Looking at the Q-Q (Quantile-Quantile plot), we find that the distribution is over-dispersed. This is indicates that we have a high number of outliers and the tails of the distribution are fatter. Although, we could already sense from the box plots that the data is not normally distributed.
With respect to the Scale-Location plot, the regression line is roughly horizontal and there is no visible pattern among residuals.This is indicating that the variance among residuals is equal at all fitted values, therefore the model fits well.
Finally, the Residuals vs Leverage plot tells us that there are not overly influential points in the data set. Observation 4500 is the closest to the border of Cook’s distance but not beyond the point it would be considered influential.

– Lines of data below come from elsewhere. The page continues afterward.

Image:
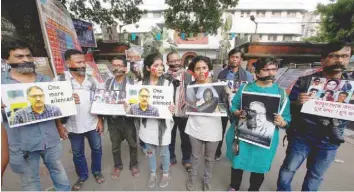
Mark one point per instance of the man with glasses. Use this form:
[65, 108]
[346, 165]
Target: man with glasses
[121, 127]
[38, 109]
[312, 137]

In conclusion, my analysis has determined that investing in midfielders and attacking defenders is probably the most useful strategy. However some seasoned FPL managers might argue that this is likely the case in the current season this report was produced (2021/22). Although the analysis didn’t uncover any ground-breaking insights, it definitely exposed the limitations of the data set. Running a linear regression with the current set of variables is compromised by collinearity between the total points and actions that award points such as goals and assists.
If I were to repeat this study in the future, I would pair this data with a secondary data set consisting of players’ underlying stats. This can include features such as the number of interceptions a defender makes per game or the number of touches a forward takes in the final third. These variables are more closely tied to player performance, so a more granular approach would likely yield more useful results.